4.4. eDNA Barcoding for the Detection of Trichobilharzia in Practice

In recent years, studies in a variety of animal groups demonstrated the effective use of eDNA to detect animals/species groups that are otherwise difficult to detect or to monitor [57,58,59]. Our results confirmed the possibility to detect cercariae in water samples as well as the stability of DNA in aquarium water over several days, but also demonstrated the uncertainty of detection regarding the location of sampling. This could also be true for waters in the field, which raises certain caveats regarding the applicability for monitoring and assessment of current situations. The single observation of a laboratory-kept L. stagnalis individual shedding cercariae in large quantities over six weeks suggests that even when access to a water body is approved after a negative eDNA test, high levels of cercariae can reappear very quickly. For example, warm weather conditions could once again boost cercariae output. Therefore—even if our conclusions are currently based on few samples and data—both a warning system as well as an all-clear system based on eDNA do not seem reasonable (at least without an immense sampling effort). This, however, does not mean that eDNA tools cannot be usefully applied or expanded. Environmental DNA as a tool for identifying the causative agent in water bodies (where cercarial dermatitis was reported) is no doubt extremely helpful instead of collecting and examining (possibly protected) snails. In future experiments, we aim to optimize our species-specific primers and test them with the qPCR method.

5. Conclusions

We demonstrated that it is possible to detect trematodes in eDNA water samples, and in combination with matching primers, a barcoding approach is also plausible. Nonetheless, uncritical detection with supposedly species-specific primers based solely on a PCR product of the desired size is short-sighted and risky. This is largely because species specificity may not be guaranteed, especially if the species inventory of an area is incompletely known. This makes sequencing of every positive result still advisable. The collection of eDNA samples is additionally hampered in the case of potentially locally restricted tiny animals such as cercariae, as this creates stochasticity in the results. At the same time, however, the relatively long detectability of at least one week would enable recording the species population of trematodes of a water body through regular but not excessive sample collection. This calls for further studies, especially for improving the localisation of sampling.

Author Contributions

Conceptualisation: N.H., J.B., E.H., C.H., S.R., H.S. and N.U.S.; Field work: N.H., E.H., C.H., S.R., H.S. and N.U.S.; Morphological investigations: N.H., J.B., C.H. and H.S.; Laboratory procedures: N.H. and S.R.; Data analysis, N.H., C.H., H.S. and E.H.; contributed intellectually to the interpretation and discussion of results: N.H., J.B., E.H, C.H., S.R., H.S. and N.U.S.; Writing—Original draft preparation: N.H. and E.H.; Writing—Review & Editing, N.H., J.B., E.H, C.H., S.R., H.S. and N.U.S.; Project administration, E.H. and N.U.S.; Funding acquisition, E.H., C.H. and N.U.S. All authors have read and agreed to the published version of the manuscript.

Funding

This research received partial funding by the Institutional Grant Charles University Cooperation Biology 2022–2026 and by the Grant of Ministry of Education, Youth and Sports of the Czech Republic (8J21AT011). Furthermore, the study was supported by WTZ Programme (Scientific & Technological Cooperation) (CZ18/2021), by the Upper Austrian Provincial Government (Reference number: WW-583711-2019/KR), and the “Freunde des Naturhistorischen Museums Wien”.
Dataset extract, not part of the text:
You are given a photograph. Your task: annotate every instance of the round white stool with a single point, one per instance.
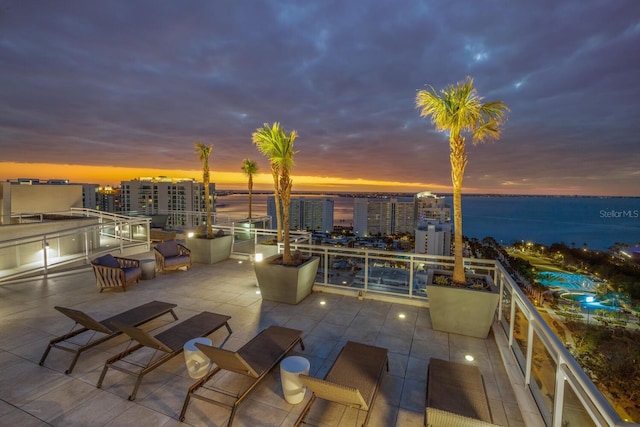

Institutional Review Board Statement

Not applicable.

Data Availability Statement

Raw and processed data will be shared on personal request directly from the corresponding author.

Acknowledgments

We thank Wolfgang Heinisch and Hubert Blatterer (Department of Water Management, Upper Austria Provincial Government) for initiating and promoting the Upper Austrian cercaria project in the course of which the first field trips took place and the eDNA study was initiated. We are grateful to the Upper Austrian Provincial Government and the “Freunde des Naturhistorischen Museums Wien” for financial support. Thanks are also due to Julia Schindelar, Marcia Sittenthaler, and Alexandra Wanka for technical assistance in the lab. Finally, we thank Michael Stachowitsch for scientific English copyediting.

Conflicts of Interest

The authors declare no conflict of interest.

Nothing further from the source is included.